Anonymous Monk has asked for the wisdom of the Perl Monks concerning the following question:

How do I parse a string containing nested functions with parameters, e.g.
Example 1: A(B(2)) Example 2: A(B(2)+C(D()))
I need to find matching pairs of parenthesis and call a sub that expands each function. My first attempt was to use recursion and a regex with greedy search. This works for example 1, but fails for example 2 because the regex does not find the matching parenthesis:
#!/usr/bin/perl -wT # example 1 my $text = "A(B(2))"; $text = doFunc( "MAIN", $text ); print "Example 1: $text\n"; # example 2 $text = "A(B(2)+C(D()))"; $text = doFunc( "MAIN", $text ); # this fails! print "Example 2: $text\n"; sub doFunc { my( $theFunc, $theParam ) = @_; # FIXME: greedy match fails with: 'TT(TT()+TT(TT()))' $theParam =~ s/([A-Z]+)\((.*)\)/&doFunc($1,$2)/geo; my $result = ""; if( $theFunc eq "MAIN" ) { $result = $theParam; } else { # dummy switch here for demonstration # this would be an elsif for each function $result = "func $theFunc returns <$theParam>"; } return $result; }
Any help is greatly appreciated.

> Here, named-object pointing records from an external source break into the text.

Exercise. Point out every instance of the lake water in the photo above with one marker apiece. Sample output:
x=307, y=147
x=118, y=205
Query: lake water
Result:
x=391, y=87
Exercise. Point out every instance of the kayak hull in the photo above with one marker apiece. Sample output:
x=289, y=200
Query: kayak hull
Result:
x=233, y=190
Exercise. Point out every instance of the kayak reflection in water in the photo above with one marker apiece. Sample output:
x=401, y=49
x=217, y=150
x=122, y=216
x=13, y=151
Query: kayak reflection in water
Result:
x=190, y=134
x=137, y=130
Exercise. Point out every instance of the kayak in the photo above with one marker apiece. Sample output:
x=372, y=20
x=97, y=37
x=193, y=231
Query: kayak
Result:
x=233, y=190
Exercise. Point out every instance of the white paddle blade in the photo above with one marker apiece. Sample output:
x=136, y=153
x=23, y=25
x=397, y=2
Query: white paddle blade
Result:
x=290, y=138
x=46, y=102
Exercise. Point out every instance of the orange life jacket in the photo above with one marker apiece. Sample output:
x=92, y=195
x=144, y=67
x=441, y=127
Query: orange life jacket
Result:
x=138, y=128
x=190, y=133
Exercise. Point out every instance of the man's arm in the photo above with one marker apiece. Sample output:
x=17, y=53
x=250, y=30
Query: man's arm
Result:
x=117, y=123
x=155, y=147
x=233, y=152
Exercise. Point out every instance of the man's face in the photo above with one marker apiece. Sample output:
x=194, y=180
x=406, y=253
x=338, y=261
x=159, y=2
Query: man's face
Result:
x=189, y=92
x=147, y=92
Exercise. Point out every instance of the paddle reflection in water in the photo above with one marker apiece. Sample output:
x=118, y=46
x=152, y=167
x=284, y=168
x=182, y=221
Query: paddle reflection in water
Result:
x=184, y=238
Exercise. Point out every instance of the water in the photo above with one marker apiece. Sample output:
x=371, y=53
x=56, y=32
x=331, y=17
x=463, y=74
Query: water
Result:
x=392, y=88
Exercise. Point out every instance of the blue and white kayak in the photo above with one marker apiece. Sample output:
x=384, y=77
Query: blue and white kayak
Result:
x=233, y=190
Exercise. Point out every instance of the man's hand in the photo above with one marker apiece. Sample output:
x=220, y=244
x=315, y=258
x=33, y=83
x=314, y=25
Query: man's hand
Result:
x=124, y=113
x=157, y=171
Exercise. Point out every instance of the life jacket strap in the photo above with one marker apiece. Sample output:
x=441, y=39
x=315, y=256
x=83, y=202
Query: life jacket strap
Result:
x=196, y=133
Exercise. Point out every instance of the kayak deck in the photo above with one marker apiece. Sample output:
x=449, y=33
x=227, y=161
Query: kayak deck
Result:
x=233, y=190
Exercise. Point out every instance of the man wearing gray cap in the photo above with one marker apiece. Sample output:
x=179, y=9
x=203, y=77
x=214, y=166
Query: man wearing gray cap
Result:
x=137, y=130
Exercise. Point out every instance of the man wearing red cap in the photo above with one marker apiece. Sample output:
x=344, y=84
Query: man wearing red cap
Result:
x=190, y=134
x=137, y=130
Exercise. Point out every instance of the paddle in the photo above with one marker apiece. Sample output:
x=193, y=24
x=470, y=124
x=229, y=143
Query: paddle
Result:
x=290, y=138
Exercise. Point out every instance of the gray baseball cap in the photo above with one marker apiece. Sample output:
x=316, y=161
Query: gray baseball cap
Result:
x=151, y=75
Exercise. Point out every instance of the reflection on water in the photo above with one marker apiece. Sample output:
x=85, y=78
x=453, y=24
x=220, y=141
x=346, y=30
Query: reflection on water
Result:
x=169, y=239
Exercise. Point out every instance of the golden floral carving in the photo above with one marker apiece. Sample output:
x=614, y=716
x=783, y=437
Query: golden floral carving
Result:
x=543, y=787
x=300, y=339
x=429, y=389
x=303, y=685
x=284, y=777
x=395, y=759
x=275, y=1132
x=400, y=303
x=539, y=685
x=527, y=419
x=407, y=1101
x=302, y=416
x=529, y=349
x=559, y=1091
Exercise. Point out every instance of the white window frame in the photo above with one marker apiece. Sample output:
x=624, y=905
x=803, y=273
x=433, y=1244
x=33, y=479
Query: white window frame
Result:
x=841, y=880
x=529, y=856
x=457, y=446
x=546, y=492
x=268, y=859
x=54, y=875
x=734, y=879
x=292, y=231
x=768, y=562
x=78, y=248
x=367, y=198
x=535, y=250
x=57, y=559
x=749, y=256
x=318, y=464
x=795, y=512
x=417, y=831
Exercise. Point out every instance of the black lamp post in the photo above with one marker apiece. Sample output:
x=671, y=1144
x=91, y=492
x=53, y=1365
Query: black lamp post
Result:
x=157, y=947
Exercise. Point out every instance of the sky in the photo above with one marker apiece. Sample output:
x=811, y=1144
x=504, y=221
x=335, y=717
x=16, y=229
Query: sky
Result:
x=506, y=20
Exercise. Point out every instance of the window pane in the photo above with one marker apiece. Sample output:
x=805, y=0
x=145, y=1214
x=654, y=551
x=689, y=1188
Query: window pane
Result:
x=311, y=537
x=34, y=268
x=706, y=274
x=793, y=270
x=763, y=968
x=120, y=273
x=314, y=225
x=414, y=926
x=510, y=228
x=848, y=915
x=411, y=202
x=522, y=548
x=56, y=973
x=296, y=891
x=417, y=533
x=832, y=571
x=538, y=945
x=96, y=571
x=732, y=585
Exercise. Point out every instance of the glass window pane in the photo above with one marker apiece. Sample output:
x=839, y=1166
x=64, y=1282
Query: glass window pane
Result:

Thanks!

Replies are listed 'Best First'.
Re: How to find matching pairs
by ajwans (Scribe) on Mar 12, 2002 at 02:18 UTC
    This kind of thing cannot be specified by regular expressions except in the trivial case where you only have one pair of brackets. In order to properly specify and parse complex expressions you could use Damian Conway's excellent Parse::RecDescent.

    Using this you can specify your input as a context free grammar. Your grammar would probably be something like

    start: expression expression: expression m/[+-/*]/ expression '(' expression ')' function '(' expression ')' identifier number


    There is an excellent FAQ on Parse::RecDescent available on the web.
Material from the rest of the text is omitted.